HAM ÇELİK ÜRETİMİ AZALDI
Türkiye'nin ham çelik üretimi ocak-nisan döneminde, geçen yılın aynı dönemine göre yüzde 10,5 azalışla 11,2 milyon ton oldu. Çelik ürünleri ihracatı, bu dönemde geçen yılın aynı dönemine göre miktar bazında yüzde 18,1 artışla 7,7 milyon ton, değer bazında da yüzde 5,1 artarak 5,7 milyar dolar seviyesine yükseldi
Türkiye'nin ham çelik üretimi, ocak-nisan döneminde geçen yılın aynı dönemine göre yüzde 10,5 azalarak 11,2 milyon tona geriledi.
Türkiye Çelik Üreticileri Derneğinden (TÇÜD) yapılan açıklamaya göre, ham çelik üretimi nisanda geçen yılın aynı ayına göre yüzde 2,6 artışla 3 milyon ton seviyesinde gerçekleşti.
Ham çelik üretimi ocak-nisan döneminde ise yüzde 10,5 azalışla 11,2 milyon ton oldu.
Nihai mamul çelik tüketimi, nisanda geçen yılın aynı ayına göre yüzde 17 azalarak 2,5 milyon tona geriledi. Söz konusu tüketim, ocak-nisan döneminde ise yüzde 33,2 azalışla 7,9 milyon ton olarak kaydedildi.
Çelik ihracatında artış
Dış ticaret açısından değerlendirildiğinde, Türkiye'nin çelik ürünleri ihracatı nisanda miktar bazında yüzde 27,4 artışla 1.9 milyon tona yükseldi. Söz konusu ihracat değer bazında da yüzde 9,8 artarak 1,4 milyar dolara oldu.
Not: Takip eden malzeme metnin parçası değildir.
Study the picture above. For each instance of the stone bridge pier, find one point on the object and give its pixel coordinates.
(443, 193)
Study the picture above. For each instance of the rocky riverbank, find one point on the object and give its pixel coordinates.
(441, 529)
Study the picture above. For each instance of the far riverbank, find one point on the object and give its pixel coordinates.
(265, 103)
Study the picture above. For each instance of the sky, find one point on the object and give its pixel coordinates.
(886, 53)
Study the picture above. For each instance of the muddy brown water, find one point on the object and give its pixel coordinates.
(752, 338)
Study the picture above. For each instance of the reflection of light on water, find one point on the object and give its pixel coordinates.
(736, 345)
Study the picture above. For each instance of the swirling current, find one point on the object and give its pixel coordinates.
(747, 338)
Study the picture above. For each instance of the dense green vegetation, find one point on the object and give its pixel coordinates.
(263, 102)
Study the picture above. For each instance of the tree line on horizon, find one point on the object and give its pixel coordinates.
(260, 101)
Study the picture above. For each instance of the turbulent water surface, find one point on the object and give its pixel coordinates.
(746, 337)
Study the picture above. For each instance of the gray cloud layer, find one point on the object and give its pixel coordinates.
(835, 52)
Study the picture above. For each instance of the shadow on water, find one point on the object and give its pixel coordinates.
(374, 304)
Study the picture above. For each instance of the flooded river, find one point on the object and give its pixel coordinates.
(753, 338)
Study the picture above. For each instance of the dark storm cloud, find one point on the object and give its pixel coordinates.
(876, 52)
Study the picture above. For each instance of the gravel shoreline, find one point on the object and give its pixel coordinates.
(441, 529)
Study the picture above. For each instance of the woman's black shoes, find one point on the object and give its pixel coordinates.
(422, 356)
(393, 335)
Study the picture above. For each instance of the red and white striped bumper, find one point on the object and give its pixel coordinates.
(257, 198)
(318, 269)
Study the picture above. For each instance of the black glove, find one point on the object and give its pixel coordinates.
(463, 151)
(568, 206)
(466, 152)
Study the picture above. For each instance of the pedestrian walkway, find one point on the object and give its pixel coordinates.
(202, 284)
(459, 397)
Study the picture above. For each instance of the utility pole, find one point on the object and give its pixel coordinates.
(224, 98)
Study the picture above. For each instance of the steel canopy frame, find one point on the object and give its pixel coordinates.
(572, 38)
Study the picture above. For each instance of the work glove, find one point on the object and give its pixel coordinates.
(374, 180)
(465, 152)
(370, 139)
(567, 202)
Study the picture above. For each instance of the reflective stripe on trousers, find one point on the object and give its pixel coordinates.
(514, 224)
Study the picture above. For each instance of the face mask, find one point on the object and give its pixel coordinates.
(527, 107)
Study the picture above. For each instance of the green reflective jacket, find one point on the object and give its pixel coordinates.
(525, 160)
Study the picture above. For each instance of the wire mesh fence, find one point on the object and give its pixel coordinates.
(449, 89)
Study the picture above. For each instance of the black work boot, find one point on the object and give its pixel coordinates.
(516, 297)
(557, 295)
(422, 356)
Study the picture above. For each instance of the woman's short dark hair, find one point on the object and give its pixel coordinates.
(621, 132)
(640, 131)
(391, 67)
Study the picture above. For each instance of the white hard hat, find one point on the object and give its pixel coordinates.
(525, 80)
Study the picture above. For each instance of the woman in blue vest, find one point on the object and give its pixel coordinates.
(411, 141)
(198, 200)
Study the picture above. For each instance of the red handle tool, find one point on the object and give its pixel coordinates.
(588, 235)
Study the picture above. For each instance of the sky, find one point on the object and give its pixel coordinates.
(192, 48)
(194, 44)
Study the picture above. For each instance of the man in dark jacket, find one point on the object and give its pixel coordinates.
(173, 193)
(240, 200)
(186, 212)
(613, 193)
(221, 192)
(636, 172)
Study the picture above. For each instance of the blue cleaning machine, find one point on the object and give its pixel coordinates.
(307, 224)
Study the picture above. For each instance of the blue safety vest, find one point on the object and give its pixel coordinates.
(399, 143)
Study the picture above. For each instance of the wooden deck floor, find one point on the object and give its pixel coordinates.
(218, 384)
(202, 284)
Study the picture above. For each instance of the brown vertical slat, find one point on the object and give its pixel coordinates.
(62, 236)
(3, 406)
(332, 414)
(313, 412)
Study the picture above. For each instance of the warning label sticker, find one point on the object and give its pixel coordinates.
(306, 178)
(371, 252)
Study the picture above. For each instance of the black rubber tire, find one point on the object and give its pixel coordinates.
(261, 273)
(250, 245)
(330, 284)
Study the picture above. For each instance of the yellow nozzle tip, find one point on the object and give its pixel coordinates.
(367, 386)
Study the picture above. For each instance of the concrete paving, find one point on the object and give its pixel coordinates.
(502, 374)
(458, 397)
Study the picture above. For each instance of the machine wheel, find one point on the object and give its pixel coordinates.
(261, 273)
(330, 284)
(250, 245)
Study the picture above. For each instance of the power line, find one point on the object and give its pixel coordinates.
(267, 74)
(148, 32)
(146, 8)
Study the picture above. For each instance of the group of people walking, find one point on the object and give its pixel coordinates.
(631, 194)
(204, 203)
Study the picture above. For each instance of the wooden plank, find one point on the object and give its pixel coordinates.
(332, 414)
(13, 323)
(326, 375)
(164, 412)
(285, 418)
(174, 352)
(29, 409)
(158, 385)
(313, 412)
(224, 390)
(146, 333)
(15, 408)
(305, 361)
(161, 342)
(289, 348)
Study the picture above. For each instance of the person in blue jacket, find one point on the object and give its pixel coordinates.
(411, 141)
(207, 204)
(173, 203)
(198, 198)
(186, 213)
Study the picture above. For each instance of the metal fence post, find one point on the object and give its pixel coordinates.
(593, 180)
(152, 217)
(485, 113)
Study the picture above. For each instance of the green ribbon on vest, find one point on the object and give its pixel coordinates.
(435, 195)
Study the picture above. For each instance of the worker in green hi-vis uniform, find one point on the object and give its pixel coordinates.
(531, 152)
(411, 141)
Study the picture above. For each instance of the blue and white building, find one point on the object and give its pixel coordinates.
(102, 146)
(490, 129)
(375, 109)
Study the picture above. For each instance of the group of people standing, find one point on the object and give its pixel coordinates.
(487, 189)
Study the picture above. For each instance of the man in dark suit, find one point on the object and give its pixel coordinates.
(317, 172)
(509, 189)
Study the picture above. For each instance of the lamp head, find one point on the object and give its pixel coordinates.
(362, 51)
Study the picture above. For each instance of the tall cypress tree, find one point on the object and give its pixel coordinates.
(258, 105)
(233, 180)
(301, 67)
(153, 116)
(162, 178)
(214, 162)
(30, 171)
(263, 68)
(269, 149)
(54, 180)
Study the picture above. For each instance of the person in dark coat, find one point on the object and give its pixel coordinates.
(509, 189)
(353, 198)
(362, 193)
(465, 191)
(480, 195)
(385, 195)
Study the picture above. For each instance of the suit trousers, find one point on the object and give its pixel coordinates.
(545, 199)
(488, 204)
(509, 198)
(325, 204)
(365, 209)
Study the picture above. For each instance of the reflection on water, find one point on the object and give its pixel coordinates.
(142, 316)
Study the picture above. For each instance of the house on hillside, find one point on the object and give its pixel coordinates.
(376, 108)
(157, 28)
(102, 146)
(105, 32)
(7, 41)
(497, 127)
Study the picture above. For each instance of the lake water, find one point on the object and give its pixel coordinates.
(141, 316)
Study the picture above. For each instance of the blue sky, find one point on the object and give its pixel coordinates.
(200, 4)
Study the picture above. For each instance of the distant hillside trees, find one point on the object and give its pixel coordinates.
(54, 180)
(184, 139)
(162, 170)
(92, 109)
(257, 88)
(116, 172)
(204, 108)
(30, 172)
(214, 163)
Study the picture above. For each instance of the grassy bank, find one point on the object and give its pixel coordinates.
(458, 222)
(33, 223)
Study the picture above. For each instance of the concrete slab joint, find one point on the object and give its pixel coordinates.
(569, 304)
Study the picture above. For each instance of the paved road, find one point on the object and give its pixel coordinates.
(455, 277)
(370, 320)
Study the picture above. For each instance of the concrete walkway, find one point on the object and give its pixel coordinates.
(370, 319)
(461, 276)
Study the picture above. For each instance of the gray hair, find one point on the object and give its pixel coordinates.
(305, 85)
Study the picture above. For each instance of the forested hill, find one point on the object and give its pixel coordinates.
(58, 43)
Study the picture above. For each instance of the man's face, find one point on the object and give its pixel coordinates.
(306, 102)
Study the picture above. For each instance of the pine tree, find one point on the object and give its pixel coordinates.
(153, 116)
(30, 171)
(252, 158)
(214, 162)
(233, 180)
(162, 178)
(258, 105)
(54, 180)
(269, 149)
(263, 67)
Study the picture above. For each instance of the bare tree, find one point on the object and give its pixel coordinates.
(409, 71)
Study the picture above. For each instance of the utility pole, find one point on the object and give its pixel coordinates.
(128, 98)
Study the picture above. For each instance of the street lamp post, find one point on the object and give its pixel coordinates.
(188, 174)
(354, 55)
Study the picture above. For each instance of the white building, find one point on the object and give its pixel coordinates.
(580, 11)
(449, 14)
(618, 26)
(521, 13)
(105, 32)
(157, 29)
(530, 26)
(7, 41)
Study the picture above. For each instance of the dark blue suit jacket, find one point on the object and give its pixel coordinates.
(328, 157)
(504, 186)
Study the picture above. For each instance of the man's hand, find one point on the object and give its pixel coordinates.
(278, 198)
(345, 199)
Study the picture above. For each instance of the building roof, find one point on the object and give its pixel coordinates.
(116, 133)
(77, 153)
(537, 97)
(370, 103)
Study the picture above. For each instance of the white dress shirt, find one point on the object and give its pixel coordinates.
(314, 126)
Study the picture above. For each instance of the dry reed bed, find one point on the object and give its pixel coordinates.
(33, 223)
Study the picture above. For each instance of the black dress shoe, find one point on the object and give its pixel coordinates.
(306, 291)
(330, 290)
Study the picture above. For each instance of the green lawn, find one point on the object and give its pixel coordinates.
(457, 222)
Çelik ürünleri ihracatı, ocak-nisan döneminde geçen yılın aynı dönemine göre miktar bazında yüzde 18,1 artışla 7,7 milyon ton, değer bazında ise yüzde 5,1 artarak 5,7 milyar dolara ulaştı.
İthalat ise nisanda geçen yılın aynı ayına göre miktar bazında yüzde 20,4 azalışla 1,2 milyon tona, değer bazında yüzde 26,4 azalarak 965 milyon dolara düştü.
Türkiye'nin çelik ürünleri ithalatı, ocak-nisan döneminde geçen yılın aynı dönemine göre miktar bazında yüzde 31,2 azalışla 3,9 milyon tona, değer bazında da yüzde 31,1 azalarak 3,3 milyar dolara geriledi.
Geçen yılın ilk 4 ayında yüzde 113 olan ihracatın ithalatı karşılama oranı, bu yılın aynı döneminde yüzde 172 oldu.
AB'nin kota uygulaması Türkiye'nin ihracatını sınırladı
Sektöre ilişkin gelişmelerin de değerlendirildiği açıklamada, dünya genelinde ham çelik üretiminin nisanda geçen yılın aynı ayına göre yüzde 6,5 artışla 156,8 milyon tona, yılın ilk 4 ayında ise yüzde 4,8 artışla 600 milyon tona yükseldiği bildirildi.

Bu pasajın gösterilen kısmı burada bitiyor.